Evolving Powergrids in Self-Organized Criticality: An analogy with Sandpile and Earthquakes

TL;DR

This paper models powergrid stability within the framework of self-organized criticality, drawing analogies with sandpile models and earthquakes, to analyze blackout patterns and propose maintenance strategies.

Contribution

It introduces a simple evolving powergrid model linked to SOC phenomena and compares simulated and real blackout data to earthquake patterns, suggesting proactive maintenance methods.

Findings

Blackout magnitudes follow a power-law distribution.

Blackout waiting times can be rescaled similarly to earthquakes.

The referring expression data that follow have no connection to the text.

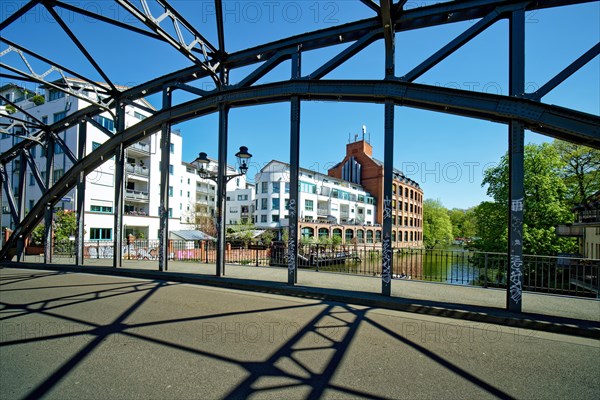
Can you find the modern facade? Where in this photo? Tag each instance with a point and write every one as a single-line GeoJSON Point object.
{"type": "Point", "coordinates": [360, 168]}
{"type": "Point", "coordinates": [327, 206]}
{"type": "Point", "coordinates": [142, 168]}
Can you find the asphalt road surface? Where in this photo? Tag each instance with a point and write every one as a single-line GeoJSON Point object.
{"type": "Point", "coordinates": [79, 336]}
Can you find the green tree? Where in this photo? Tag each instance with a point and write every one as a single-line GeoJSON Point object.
{"type": "Point", "coordinates": [581, 170]}
{"type": "Point", "coordinates": [437, 228]}
{"type": "Point", "coordinates": [463, 222]}
{"type": "Point", "coordinates": [545, 201]}
{"type": "Point", "coordinates": [491, 226]}
{"type": "Point", "coordinates": [65, 225]}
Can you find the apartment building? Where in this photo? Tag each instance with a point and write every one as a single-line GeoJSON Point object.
{"type": "Point", "coordinates": [361, 168]}
{"type": "Point", "coordinates": [142, 169]}
{"type": "Point", "coordinates": [327, 206]}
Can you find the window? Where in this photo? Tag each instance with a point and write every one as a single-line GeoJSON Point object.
{"type": "Point", "coordinates": [307, 187]}
{"type": "Point", "coordinates": [58, 173]}
{"type": "Point", "coordinates": [308, 205]}
{"type": "Point", "coordinates": [102, 209]}
{"type": "Point", "coordinates": [59, 116]}
{"type": "Point", "coordinates": [106, 123]}
{"type": "Point", "coordinates": [100, 233]}
{"type": "Point", "coordinates": [55, 94]}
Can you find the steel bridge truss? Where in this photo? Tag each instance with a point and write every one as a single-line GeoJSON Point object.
{"type": "Point", "coordinates": [518, 110]}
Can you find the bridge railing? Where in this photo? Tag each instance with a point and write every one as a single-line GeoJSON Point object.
{"type": "Point", "coordinates": [557, 275]}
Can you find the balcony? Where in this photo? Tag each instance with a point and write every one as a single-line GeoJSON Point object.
{"type": "Point", "coordinates": [569, 230]}
{"type": "Point", "coordinates": [137, 170]}
{"type": "Point", "coordinates": [136, 195]}
{"type": "Point", "coordinates": [140, 147]}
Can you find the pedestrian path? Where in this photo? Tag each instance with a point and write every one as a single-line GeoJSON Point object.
{"type": "Point", "coordinates": [466, 302]}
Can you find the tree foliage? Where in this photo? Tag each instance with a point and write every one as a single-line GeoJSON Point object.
{"type": "Point", "coordinates": [581, 170]}
{"type": "Point", "coordinates": [546, 203]}
{"type": "Point", "coordinates": [64, 225]}
{"type": "Point", "coordinates": [437, 228]}
{"type": "Point", "coordinates": [464, 224]}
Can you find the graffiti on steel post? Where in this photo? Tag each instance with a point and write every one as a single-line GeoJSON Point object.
{"type": "Point", "coordinates": [387, 208]}
{"type": "Point", "coordinates": [161, 240]}
{"type": "Point", "coordinates": [292, 237]}
{"type": "Point", "coordinates": [386, 275]}
{"type": "Point", "coordinates": [386, 260]}
{"type": "Point", "coordinates": [516, 274]}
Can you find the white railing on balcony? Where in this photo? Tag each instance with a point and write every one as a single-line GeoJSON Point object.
{"type": "Point", "coordinates": [136, 194]}
{"type": "Point", "coordinates": [140, 146]}
{"type": "Point", "coordinates": [138, 170]}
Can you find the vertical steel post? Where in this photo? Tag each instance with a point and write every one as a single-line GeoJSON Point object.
{"type": "Point", "coordinates": [48, 213]}
{"type": "Point", "coordinates": [22, 201]}
{"type": "Point", "coordinates": [119, 184]}
{"type": "Point", "coordinates": [514, 287]}
{"type": "Point", "coordinates": [221, 189]}
{"type": "Point", "coordinates": [388, 166]}
{"type": "Point", "coordinates": [294, 175]}
{"type": "Point", "coordinates": [2, 167]}
{"type": "Point", "coordinates": [81, 141]}
{"type": "Point", "coordinates": [165, 160]}
{"type": "Point", "coordinates": [388, 160]}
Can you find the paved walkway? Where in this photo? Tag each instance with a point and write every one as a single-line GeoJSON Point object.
{"type": "Point", "coordinates": [83, 336]}
{"type": "Point", "coordinates": [466, 302]}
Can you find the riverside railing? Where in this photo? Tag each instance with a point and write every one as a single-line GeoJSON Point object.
{"type": "Point", "coordinates": [557, 275]}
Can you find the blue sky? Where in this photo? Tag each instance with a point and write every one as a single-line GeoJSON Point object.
{"type": "Point", "coordinates": [446, 154]}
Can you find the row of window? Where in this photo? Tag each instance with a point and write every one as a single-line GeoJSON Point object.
{"type": "Point", "coordinates": [413, 208]}
{"type": "Point", "coordinates": [409, 193]}
{"type": "Point", "coordinates": [406, 236]}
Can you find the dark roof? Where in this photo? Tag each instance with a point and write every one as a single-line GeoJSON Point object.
{"type": "Point", "coordinates": [398, 174]}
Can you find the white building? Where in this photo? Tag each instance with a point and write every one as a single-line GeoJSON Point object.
{"type": "Point", "coordinates": [322, 198]}
{"type": "Point", "coordinates": [142, 169]}
{"type": "Point", "coordinates": [240, 206]}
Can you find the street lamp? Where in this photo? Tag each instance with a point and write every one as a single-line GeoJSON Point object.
{"type": "Point", "coordinates": [243, 158]}
{"type": "Point", "coordinates": [203, 161]}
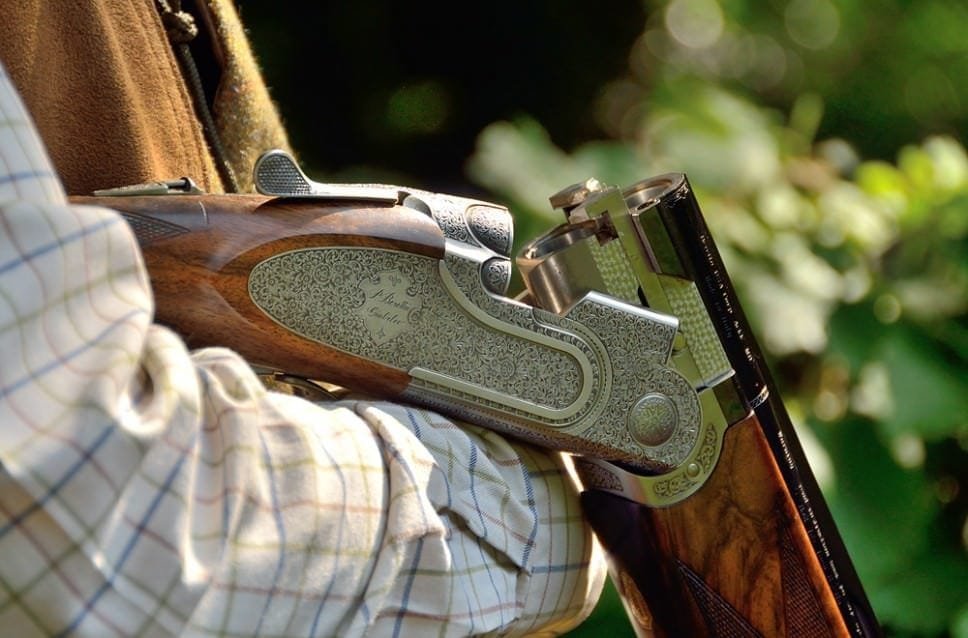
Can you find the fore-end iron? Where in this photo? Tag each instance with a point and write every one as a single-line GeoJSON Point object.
{"type": "Point", "coordinates": [628, 348]}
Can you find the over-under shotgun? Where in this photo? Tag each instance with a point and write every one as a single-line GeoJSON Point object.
{"type": "Point", "coordinates": [628, 348]}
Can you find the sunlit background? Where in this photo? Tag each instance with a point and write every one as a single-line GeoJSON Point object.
{"type": "Point", "coordinates": [825, 141]}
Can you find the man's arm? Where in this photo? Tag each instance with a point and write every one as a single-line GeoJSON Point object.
{"type": "Point", "coordinates": [148, 489]}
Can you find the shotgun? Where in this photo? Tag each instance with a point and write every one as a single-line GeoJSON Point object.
{"type": "Point", "coordinates": [627, 348]}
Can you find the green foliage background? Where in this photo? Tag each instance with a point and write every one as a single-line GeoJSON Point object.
{"type": "Point", "coordinates": [853, 269]}
{"type": "Point", "coordinates": [824, 139]}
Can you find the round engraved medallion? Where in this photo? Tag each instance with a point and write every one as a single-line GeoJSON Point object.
{"type": "Point", "coordinates": [652, 419]}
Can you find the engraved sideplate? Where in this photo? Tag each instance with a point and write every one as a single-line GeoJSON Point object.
{"type": "Point", "coordinates": [471, 352]}
{"type": "Point", "coordinates": [390, 308]}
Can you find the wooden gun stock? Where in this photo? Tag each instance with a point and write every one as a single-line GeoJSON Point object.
{"type": "Point", "coordinates": [730, 538]}
{"type": "Point", "coordinates": [200, 249]}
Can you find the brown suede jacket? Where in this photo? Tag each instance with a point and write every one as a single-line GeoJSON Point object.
{"type": "Point", "coordinates": [107, 86]}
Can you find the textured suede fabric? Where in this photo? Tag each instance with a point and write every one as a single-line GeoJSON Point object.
{"type": "Point", "coordinates": [110, 101]}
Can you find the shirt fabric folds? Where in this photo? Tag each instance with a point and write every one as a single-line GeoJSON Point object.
{"type": "Point", "coordinates": [146, 490]}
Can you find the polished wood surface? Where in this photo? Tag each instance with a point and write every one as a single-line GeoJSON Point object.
{"type": "Point", "coordinates": [199, 251]}
{"type": "Point", "coordinates": [731, 560]}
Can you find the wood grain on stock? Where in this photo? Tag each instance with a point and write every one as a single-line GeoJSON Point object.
{"type": "Point", "coordinates": [731, 560]}
{"type": "Point", "coordinates": [203, 247]}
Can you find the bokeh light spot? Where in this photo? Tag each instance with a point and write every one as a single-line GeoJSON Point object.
{"type": "Point", "coordinates": [694, 23]}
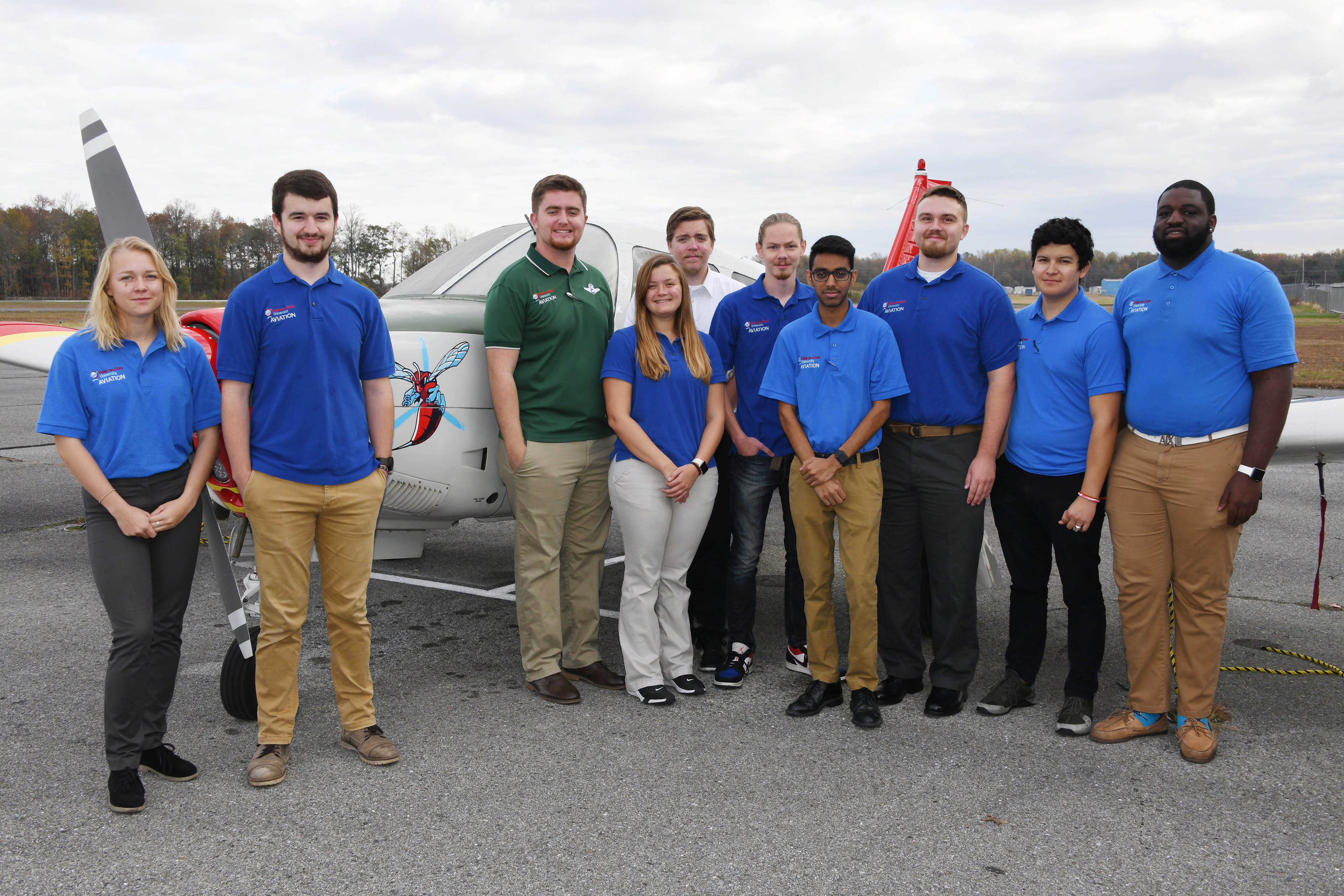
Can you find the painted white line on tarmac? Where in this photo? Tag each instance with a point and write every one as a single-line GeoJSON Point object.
{"type": "Point", "coordinates": [503, 593]}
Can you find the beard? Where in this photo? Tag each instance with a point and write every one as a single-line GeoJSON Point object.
{"type": "Point", "coordinates": [302, 254]}
{"type": "Point", "coordinates": [1182, 249]}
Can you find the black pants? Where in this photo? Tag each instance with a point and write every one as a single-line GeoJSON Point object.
{"type": "Point", "coordinates": [144, 585]}
{"type": "Point", "coordinates": [925, 516]}
{"type": "Point", "coordinates": [709, 574]}
{"type": "Point", "coordinates": [1027, 508]}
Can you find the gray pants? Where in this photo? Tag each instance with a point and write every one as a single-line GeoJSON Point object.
{"type": "Point", "coordinates": [662, 538]}
{"type": "Point", "coordinates": [925, 514]}
{"type": "Point", "coordinates": [144, 585]}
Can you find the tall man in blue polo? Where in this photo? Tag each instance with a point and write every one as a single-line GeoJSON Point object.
{"type": "Point", "coordinates": [959, 343]}
{"type": "Point", "coordinates": [308, 350]}
{"type": "Point", "coordinates": [835, 374]}
{"type": "Point", "coordinates": [1212, 351]}
{"type": "Point", "coordinates": [1050, 492]}
{"type": "Point", "coordinates": [745, 327]}
{"type": "Point", "coordinates": [548, 322]}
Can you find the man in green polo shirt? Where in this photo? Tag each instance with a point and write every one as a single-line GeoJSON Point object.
{"type": "Point", "coordinates": [548, 322]}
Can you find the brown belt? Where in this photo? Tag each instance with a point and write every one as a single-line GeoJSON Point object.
{"type": "Point", "coordinates": [925, 432]}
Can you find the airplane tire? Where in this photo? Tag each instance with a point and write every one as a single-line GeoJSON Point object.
{"type": "Point", "coordinates": [239, 682]}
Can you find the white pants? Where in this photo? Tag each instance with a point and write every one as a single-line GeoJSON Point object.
{"type": "Point", "coordinates": [662, 538]}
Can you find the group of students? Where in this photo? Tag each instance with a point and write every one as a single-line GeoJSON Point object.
{"type": "Point", "coordinates": [890, 421]}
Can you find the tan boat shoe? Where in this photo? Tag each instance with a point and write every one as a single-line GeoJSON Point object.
{"type": "Point", "coordinates": [1198, 742]}
{"type": "Point", "coordinates": [1124, 725]}
{"type": "Point", "coordinates": [372, 745]}
{"type": "Point", "coordinates": [268, 765]}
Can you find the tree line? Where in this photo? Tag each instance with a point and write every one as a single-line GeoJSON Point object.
{"type": "Point", "coordinates": [50, 248]}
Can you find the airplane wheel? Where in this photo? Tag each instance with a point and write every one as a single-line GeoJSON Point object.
{"type": "Point", "coordinates": [239, 682]}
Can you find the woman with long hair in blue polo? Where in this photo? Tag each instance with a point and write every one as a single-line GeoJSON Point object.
{"type": "Point", "coordinates": [126, 395]}
{"type": "Point", "coordinates": [665, 399]}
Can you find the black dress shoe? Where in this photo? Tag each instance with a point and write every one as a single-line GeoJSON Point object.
{"type": "Point", "coordinates": [815, 699]}
{"type": "Point", "coordinates": [864, 705]}
{"type": "Point", "coordinates": [894, 690]}
{"type": "Point", "coordinates": [944, 702]}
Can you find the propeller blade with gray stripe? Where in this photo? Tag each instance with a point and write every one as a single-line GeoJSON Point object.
{"type": "Point", "coordinates": [119, 209]}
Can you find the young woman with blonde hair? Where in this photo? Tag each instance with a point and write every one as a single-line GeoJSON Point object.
{"type": "Point", "coordinates": [126, 395]}
{"type": "Point", "coordinates": [663, 383]}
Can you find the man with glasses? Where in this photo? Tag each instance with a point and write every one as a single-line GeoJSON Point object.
{"type": "Point", "coordinates": [691, 242]}
{"type": "Point", "coordinates": [835, 374]}
{"type": "Point", "coordinates": [959, 340]}
{"type": "Point", "coordinates": [745, 328]}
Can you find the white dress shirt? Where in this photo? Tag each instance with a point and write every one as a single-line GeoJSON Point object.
{"type": "Point", "coordinates": [705, 299]}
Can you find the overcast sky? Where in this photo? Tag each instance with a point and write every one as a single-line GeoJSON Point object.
{"type": "Point", "coordinates": [450, 112]}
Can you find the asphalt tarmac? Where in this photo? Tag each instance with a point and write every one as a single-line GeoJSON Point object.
{"type": "Point", "coordinates": [502, 793]}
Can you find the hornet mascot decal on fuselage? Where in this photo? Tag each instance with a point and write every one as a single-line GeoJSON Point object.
{"type": "Point", "coordinates": [424, 395]}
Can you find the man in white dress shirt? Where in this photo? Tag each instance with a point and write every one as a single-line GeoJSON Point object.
{"type": "Point", "coordinates": [691, 242]}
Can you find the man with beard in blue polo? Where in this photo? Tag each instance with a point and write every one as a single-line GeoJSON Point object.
{"type": "Point", "coordinates": [959, 343]}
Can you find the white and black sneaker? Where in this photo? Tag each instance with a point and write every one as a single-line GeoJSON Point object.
{"type": "Point", "coordinates": [1075, 718]}
{"type": "Point", "coordinates": [1010, 694]}
{"type": "Point", "coordinates": [796, 660]}
{"type": "Point", "coordinates": [689, 684]}
{"type": "Point", "coordinates": [657, 695]}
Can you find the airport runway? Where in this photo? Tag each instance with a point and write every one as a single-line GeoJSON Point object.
{"type": "Point", "coordinates": [501, 793]}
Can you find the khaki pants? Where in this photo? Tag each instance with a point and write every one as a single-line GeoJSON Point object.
{"type": "Point", "coordinates": [1167, 530]}
{"type": "Point", "coordinates": [560, 502]}
{"type": "Point", "coordinates": [287, 518]}
{"type": "Point", "coordinates": [859, 516]}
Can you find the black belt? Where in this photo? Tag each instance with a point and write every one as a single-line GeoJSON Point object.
{"type": "Point", "coordinates": [864, 456]}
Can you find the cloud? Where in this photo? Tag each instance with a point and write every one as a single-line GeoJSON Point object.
{"type": "Point", "coordinates": [450, 112]}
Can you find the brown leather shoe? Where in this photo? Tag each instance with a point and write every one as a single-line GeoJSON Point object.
{"type": "Point", "coordinates": [1198, 743]}
{"type": "Point", "coordinates": [596, 674]}
{"type": "Point", "coordinates": [554, 688]}
{"type": "Point", "coordinates": [372, 745]}
{"type": "Point", "coordinates": [268, 765]}
{"type": "Point", "coordinates": [1124, 725]}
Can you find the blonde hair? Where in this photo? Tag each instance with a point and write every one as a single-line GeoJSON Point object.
{"type": "Point", "coordinates": [103, 311]}
{"type": "Point", "coordinates": [648, 351]}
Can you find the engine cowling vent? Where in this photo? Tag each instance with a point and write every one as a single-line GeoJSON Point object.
{"type": "Point", "coordinates": [408, 495]}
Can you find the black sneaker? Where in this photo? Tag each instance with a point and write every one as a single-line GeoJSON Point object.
{"type": "Point", "coordinates": [126, 793]}
{"type": "Point", "coordinates": [713, 657]}
{"type": "Point", "coordinates": [166, 764]}
{"type": "Point", "coordinates": [657, 695]}
{"type": "Point", "coordinates": [689, 684]}
{"type": "Point", "coordinates": [1010, 694]}
{"type": "Point", "coordinates": [1075, 718]}
{"type": "Point", "coordinates": [736, 668]}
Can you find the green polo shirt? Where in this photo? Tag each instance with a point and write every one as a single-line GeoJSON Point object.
{"type": "Point", "coordinates": [561, 324]}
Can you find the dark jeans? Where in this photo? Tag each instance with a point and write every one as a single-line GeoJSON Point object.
{"type": "Point", "coordinates": [144, 585]}
{"type": "Point", "coordinates": [1027, 508]}
{"type": "Point", "coordinates": [709, 574]}
{"type": "Point", "coordinates": [925, 516]}
{"type": "Point", "coordinates": [753, 484]}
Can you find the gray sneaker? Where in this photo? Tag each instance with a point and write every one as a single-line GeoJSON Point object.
{"type": "Point", "coordinates": [1010, 694]}
{"type": "Point", "coordinates": [1075, 718]}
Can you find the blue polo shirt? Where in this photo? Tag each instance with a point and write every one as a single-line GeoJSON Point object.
{"type": "Point", "coordinates": [1061, 365]}
{"type": "Point", "coordinates": [835, 374]}
{"type": "Point", "coordinates": [745, 327]}
{"type": "Point", "coordinates": [1194, 336]}
{"type": "Point", "coordinates": [951, 334]}
{"type": "Point", "coordinates": [670, 410]}
{"type": "Point", "coordinates": [306, 350]}
{"type": "Point", "coordinates": [136, 416]}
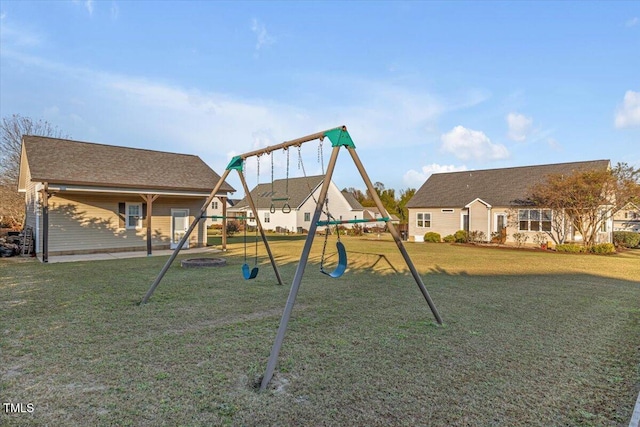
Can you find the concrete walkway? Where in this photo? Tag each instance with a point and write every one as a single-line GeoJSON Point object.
{"type": "Point", "coordinates": [122, 255]}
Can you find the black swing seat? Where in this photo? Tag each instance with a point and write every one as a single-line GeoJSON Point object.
{"type": "Point", "coordinates": [342, 262]}
{"type": "Point", "coordinates": [249, 273]}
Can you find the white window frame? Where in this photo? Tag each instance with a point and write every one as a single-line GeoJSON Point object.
{"type": "Point", "coordinates": [421, 219]}
{"type": "Point", "coordinates": [128, 216]}
{"type": "Point", "coordinates": [539, 219]}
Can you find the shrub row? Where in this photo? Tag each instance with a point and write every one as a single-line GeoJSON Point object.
{"type": "Point", "coordinates": [600, 249]}
{"type": "Point", "coordinates": [626, 239]}
{"type": "Point", "coordinates": [460, 236]}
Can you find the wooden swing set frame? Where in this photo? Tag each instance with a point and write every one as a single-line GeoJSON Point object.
{"type": "Point", "coordinates": [339, 138]}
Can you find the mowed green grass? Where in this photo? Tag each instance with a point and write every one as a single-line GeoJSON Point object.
{"type": "Point", "coordinates": [530, 338]}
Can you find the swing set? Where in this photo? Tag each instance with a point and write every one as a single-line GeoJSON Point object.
{"type": "Point", "coordinates": [339, 138]}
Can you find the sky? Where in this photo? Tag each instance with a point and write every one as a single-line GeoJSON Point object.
{"type": "Point", "coordinates": [422, 86]}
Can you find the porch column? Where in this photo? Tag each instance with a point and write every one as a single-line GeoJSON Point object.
{"type": "Point", "coordinates": [149, 199]}
{"type": "Point", "coordinates": [45, 222]}
{"type": "Point", "coordinates": [223, 200]}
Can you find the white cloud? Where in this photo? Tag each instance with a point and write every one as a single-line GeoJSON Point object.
{"type": "Point", "coordinates": [467, 144]}
{"type": "Point", "coordinates": [88, 4]}
{"type": "Point", "coordinates": [519, 126]}
{"type": "Point", "coordinates": [264, 38]}
{"type": "Point", "coordinates": [628, 115]}
{"type": "Point", "coordinates": [415, 179]}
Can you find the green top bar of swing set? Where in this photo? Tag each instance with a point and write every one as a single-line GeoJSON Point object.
{"type": "Point", "coordinates": [339, 137]}
{"type": "Point", "coordinates": [352, 221]}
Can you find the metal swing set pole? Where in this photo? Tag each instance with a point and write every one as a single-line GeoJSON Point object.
{"type": "Point", "coordinates": [336, 136]}
{"type": "Point", "coordinates": [173, 256]}
{"type": "Point", "coordinates": [259, 225]}
{"type": "Point", "coordinates": [297, 278]}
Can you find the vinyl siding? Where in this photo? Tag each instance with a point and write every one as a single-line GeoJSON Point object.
{"type": "Point", "coordinates": [441, 222]}
{"type": "Point", "coordinates": [479, 218]}
{"type": "Point", "coordinates": [90, 223]}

Proactive maintenance can reduce large blackouts.

Abstract

The stability of powergrid is crucial since its disruption affects systems ranging from street lightings to hospital life-support systems. Nevertheless, large blackouts are inevitable if powergrids are in the state of self-organized criticality (SOC). In this paper, we introduce a simple model of evolving powergrid and establish its connection with the sandpile model, i.e. a prototype of SOC, and earthquakes, i.e. a system considered to be in SOC. Various aspects are examined, including the power-law distribution of blackout magnitudes, their inter-event waiting time, the predictability of large blackouts, as well as the spatial-temporal rescaling of blackout data. We verified our observations on simulated networks as well as the IEEE 118-bus system, and show that both simulated and empirical blackout waiting times can be rescaled in space and time similarly to those observed between earthquakes. Finally, we suggested proactive maintenance strategies to drive the powergrids away from SOC to suppress large blackouts.